O diretor Ward se levantou e tomou o lugar do professor de Artes.

- Sr. Mitchell, creio que entendi aonde quer chegar, mas a resposta é não! Faremos uma reprodução da peça que infelizmente não chegou a ser concluída. Professor Green, por gentileza, dê prosseguimento...

Após o término das explicações sobre a apresentação, os alunos foram liberados para retornar para suas classes, mas antes de sair o professor de Artes segurou o diretor pelo cotovelo.

- Foi uma interessante sugestão do garoto. Excêntrica, mas inteligente. Poderíamos até aproveitar essa ideia, que acha Sr. Ward?

O diretor alisou o bigode, enquanto raciocinava.

- Eu não sei, professor, teria que levar ao conhecimento da diretoria. Muitos membros pertencem a famílias tradicionais e não sei o que pensariam sobre essa especulação...

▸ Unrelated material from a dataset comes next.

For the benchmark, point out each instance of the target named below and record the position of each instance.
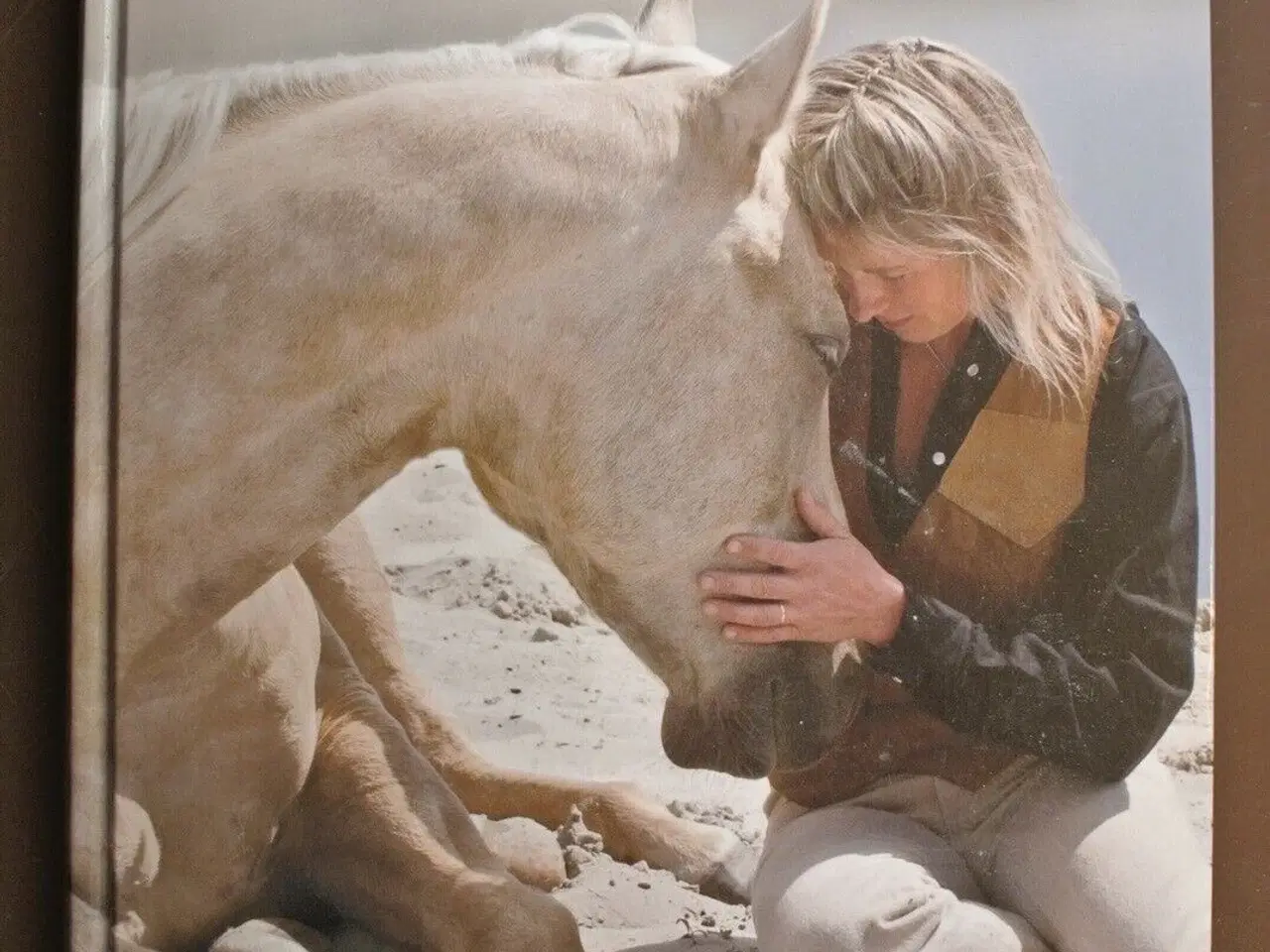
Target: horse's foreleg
(348, 583)
(379, 838)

- Seria um exercício interessante - cortou o Sr. Green - Eu poderia apenas fazer algumas pequenas e sucintas adaptações, que dariam um leve ar dramático acentuado, nada que fosse chocante demais...

O diretor Ward olhou para seu relógio suíço e se apressou.

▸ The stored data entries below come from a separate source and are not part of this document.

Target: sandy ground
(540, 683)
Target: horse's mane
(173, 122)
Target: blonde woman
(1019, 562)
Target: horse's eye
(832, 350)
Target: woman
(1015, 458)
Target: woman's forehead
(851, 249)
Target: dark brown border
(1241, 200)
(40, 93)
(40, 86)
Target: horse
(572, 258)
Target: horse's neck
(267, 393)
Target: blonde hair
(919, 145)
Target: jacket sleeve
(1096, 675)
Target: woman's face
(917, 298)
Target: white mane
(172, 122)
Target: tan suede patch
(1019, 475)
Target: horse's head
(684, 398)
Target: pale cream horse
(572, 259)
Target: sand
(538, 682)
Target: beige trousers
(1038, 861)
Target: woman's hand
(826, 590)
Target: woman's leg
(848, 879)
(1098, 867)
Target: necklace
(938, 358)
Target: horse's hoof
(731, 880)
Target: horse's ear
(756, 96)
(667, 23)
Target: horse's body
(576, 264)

- Pois bem! Confio no seu talento, professor, vou lhe dar carta branca para explorar essa ideia, mas de forma sucinta, como disse...

- Muito obrigado pela confiança, Sr. Ward, e acredite que tornarei essa apresentação inesquecível...

E foi exatamente isso que ele fez...

💠💠💠💠

Uma semana antes do Sr. Green convencer o diretor Ward a confiar no seu talento artístico, ele chamou um aluno para uma conversa particular, na sala dos professores.

- Sente-se por favor...

- Fiz algo de errado, professor Green?

- Tenha calma! É bem ao contrário. Tenho percebido o seu talento já há algum tempo...

- Meu talento? Mas eu nem participo das aulas de arte?

- Pois deveria, ouvi falar muito bem do seu poder de persuasão através de outros alunos e do seu charme junto às garotas...

- O que o Senhor deseja?

O professor riu.

- Direto ao ponto, não é mesmo! Gosto disso. Certo, preciso que me ajude com algo e temos que manter isso em segredo...

- Em segredo de quem?

- De todo mundo, inclusive da sua família, tem que ser um segredo absoluto. Pode fazer isso?

- Depende do que se trata... Vou ter que matar alguém? - disse o aluno rindo.

O Sr. Green o acompanhou ao sorrir também.

- Não espero que precise chegar a tanto - ele disse sério e quando viu o olhar assustado no rosto do garoto desatou a rir novamente.

- O Senhor me assustou professor! Em que posso lhe ajudar?

- Primeiro vou precisar que se inscreva para as aulas de arte...

- Isso é sério?

- Sim, depois você me ajudará na escolha do elenco principal para a apresentação deste ano, sem que ninguém fique sabendo...

- E o que eu vou ganhar com isso?

O professor o estudou por alguns segundos antes de continuar.

- Eu sabia que me perguntaria isso, mas é claro que pretendo lhe recompensar. Primeiramente será através de uma excelente nota...

- Isso não me interessa! - interrompeu o aluno.

- Calma por favor. Além da nota, assim que a apresentação terminar eu revelarei o segredo do seu auxílio secreto e o seu nome ficará nos créditos desta produção teatral, que entrará para a história da MES.

- Como pode ter tanta certeza do sucesso desta apresentação?

- Aí é que está, sozinho não conseguirei, mas com o seu auxílio, que conhece os alunos muito melhor do que um dia eu conhecerei, sim, faremos um trabalho fantástico. Lembre-se: são os 200 anos da escola e até a realeza estará presente...

O aluno olhou para os sapatos, depois se endireitou na cadeira acolchoada.

- Ah, isso já me interessa. Fazer bonito na frente da realeza é algo que está nos meus planos, mas para aceitar lhe ajudar professor, preciso saber onde estou me metendo.

- Muito inteligente da sua parte, meu caro. O que deseja saber?

O aluno fez os questionamentos em relação ao roteiro pretendido pelo Sr. Green e de sua participação nisso tudo e satisfeito apertou-lhe a mão no final.

- Ótimo, ótimo! - disse o professor.

E antes que ele saísse, voltou a falar.

- Não se esqueça então, Sr. Mitchell, da sua primeira tarefa na semana que vem...

Ele acenou e saiu sorrindo, deixando o Sr. Green também com um sorriso no rosto, que alguns segundos depois se evaporou.